Pak minorities' alliance call for check on country's blasphemy law

Islamabad, Pakistan - The All Pakistan Minorities Alliance (APMA) has appealed to the Chief Justice of the Supreme Court of Pakistan to take suo motto action against the alarming misuse of the blasphemy laws against minorities in the country.

APMA chairman, Shahbaz Bhatti said there have been several instances when blasphemy cases have been registered against minorities without any investigation or evidence.

Bhatti cited the example of Martha Bibi, a Christian woman from Kasur, against whom the Changa Manga police in Patoki tehsil, registered a blasphemy case under Section 295C-PPC, earlier this month, and that too without any investigation or solid evidence.

He said that the blasphemy case against Bibi was totally baseless and concocted.
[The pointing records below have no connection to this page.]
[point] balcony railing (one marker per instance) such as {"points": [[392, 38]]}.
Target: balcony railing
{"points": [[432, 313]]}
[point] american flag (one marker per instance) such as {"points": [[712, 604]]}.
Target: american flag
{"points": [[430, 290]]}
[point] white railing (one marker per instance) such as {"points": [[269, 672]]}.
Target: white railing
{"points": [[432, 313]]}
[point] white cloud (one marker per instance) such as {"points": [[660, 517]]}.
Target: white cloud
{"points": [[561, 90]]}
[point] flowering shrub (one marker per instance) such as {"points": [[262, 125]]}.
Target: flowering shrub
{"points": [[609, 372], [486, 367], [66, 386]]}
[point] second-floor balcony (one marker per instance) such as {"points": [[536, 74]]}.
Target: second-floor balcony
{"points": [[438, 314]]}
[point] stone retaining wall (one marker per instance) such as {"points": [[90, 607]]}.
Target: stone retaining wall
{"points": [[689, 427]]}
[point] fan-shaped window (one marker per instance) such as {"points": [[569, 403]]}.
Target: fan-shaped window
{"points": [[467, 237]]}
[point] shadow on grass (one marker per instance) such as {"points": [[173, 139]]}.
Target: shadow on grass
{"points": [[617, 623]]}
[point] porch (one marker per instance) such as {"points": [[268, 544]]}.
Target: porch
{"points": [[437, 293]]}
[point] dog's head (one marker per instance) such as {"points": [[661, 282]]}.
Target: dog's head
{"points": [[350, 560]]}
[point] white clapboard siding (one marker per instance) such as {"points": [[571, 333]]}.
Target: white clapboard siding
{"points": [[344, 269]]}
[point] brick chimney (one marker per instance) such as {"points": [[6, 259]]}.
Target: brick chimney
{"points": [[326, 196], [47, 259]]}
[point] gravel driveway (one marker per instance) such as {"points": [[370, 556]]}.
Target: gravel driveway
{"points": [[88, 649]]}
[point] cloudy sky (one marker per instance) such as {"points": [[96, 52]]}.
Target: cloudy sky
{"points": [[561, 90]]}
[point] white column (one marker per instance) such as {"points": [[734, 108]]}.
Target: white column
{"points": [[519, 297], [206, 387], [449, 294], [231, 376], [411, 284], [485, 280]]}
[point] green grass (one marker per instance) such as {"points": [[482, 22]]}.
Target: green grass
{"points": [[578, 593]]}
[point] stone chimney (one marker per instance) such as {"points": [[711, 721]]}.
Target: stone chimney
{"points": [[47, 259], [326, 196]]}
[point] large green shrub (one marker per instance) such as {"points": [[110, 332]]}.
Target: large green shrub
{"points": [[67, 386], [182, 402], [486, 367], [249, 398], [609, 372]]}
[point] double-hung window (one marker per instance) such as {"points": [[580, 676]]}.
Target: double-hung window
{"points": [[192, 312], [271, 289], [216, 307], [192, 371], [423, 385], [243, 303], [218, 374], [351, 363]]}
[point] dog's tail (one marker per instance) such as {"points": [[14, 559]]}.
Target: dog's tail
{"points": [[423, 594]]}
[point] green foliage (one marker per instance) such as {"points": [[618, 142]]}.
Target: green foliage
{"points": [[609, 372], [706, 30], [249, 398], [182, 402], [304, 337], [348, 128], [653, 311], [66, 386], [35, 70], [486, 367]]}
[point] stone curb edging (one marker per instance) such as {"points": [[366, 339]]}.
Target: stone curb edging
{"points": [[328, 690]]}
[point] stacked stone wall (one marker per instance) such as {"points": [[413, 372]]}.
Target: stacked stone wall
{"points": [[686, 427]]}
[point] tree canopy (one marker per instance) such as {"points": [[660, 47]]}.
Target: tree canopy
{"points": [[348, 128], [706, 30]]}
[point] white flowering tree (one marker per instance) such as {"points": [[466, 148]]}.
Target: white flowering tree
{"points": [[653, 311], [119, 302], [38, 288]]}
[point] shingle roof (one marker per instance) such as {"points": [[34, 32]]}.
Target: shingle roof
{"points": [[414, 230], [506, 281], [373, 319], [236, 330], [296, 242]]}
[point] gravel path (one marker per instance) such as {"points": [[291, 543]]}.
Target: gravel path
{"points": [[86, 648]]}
He said the wording of the law was vague and open-ended, and thus open to interpretation and abuse, and now the hardliners and the extremists were taking advantage of this to persecute, victimise and terrorise religious minorities and opponents.
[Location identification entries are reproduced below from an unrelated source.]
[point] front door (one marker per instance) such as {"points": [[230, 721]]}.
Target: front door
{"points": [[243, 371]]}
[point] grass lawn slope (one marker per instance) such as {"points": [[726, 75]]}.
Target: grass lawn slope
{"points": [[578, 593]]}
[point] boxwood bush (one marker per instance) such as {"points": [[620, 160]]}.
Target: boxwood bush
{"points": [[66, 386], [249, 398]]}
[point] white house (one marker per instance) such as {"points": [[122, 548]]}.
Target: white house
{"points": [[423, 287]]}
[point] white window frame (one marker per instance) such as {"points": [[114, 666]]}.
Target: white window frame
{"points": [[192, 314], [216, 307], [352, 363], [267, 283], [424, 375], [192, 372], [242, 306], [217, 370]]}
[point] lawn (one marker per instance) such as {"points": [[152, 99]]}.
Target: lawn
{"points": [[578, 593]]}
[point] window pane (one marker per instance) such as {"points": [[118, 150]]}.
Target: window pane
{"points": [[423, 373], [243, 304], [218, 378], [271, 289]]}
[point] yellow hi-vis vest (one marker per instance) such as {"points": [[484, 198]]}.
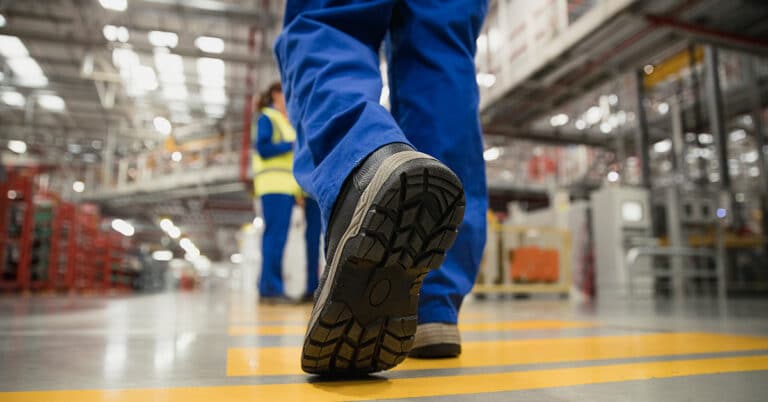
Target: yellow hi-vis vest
{"points": [[275, 175]]}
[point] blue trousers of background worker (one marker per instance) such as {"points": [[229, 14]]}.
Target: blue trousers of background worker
{"points": [[328, 54], [277, 221]]}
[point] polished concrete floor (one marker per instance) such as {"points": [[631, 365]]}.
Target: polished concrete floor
{"points": [[222, 346]]}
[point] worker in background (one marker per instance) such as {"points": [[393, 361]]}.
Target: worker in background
{"points": [[275, 186], [393, 188]]}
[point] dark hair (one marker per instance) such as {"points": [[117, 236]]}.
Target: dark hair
{"points": [[266, 97]]}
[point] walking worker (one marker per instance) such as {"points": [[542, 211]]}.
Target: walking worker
{"points": [[393, 188], [274, 184]]}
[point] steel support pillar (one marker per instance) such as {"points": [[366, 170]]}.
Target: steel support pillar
{"points": [[717, 125]]}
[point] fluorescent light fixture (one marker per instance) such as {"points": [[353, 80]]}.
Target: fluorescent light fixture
{"points": [[662, 146], [210, 44], [491, 154], [593, 115], [162, 255], [27, 71], [166, 224], [215, 110], [123, 227], [749, 157], [51, 102], [212, 95], [737, 135], [163, 39], [174, 232], [13, 98], [648, 69], [485, 79], [558, 120], [175, 92], [162, 125], [17, 146], [78, 186], [12, 47], [114, 5]]}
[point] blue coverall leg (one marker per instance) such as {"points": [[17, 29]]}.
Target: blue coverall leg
{"points": [[277, 221], [312, 238], [430, 49], [328, 59]]}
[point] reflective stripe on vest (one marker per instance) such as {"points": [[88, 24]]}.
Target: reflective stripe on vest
{"points": [[275, 175]]}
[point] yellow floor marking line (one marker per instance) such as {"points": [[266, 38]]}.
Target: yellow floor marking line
{"points": [[295, 329], [406, 387], [285, 360]]}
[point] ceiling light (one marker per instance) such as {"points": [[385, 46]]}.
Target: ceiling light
{"points": [[213, 95], [738, 135], [11, 47], [166, 224], [215, 110], [485, 79], [662, 146], [17, 146], [491, 154], [706, 139], [210, 44], [163, 39], [50, 102], [110, 32], [162, 125], [13, 98], [115, 5], [27, 71], [558, 120], [162, 255], [749, 157], [123, 227], [648, 69], [593, 115], [122, 34], [175, 92]]}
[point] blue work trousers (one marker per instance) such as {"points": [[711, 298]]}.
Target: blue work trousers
{"points": [[328, 55], [277, 221]]}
He said the "law was a naked sword hanging on the heads of non-Muslims in Pakistan".

He said religious minorities were being roped in false cases under the blasphemy law, and many were subjected to extra-judicial killing or were left to languish in prisons for years.

Families of victims were compelled to leave their homes due to threats, harassment and a sense of insecurity, he said.

"Religious extremists took the law into their own hands and did not even wait for the judicial verdict. Judgments of superior courts had proved that the blasphemy law was being ruthlessly abused for settling personal scores and used for religious persecution," the Dawn quoted him as saying.

He said that the blasphemy law violated Article 25 of the Constitution and was also against the Universal Declaration of Human Rights.

"Religious minorities respect all Holy Prophets and Holy Books; they can never commit acts that make their own lives miserable," he said.

"The law was hampering the efforts to promote interfaith harmony, national unity and dialogue among different faiths and encouraged religious bigotry, obscurantism and was strengthening religious extremists to indulge in violence in the name of religion. The government should take concrete and practical steps to stop the misuse of the blasphemy law and that its existence and of other discriminatory laws were hurdles in making Pakistan an enlightened and moderate state," he added.

As such the Supreme Court should repeal it and order the set up of a judicial commission to review pending cases pertaining to the blasphemy laws and release all innocent prisoners immediately, Bhatti added.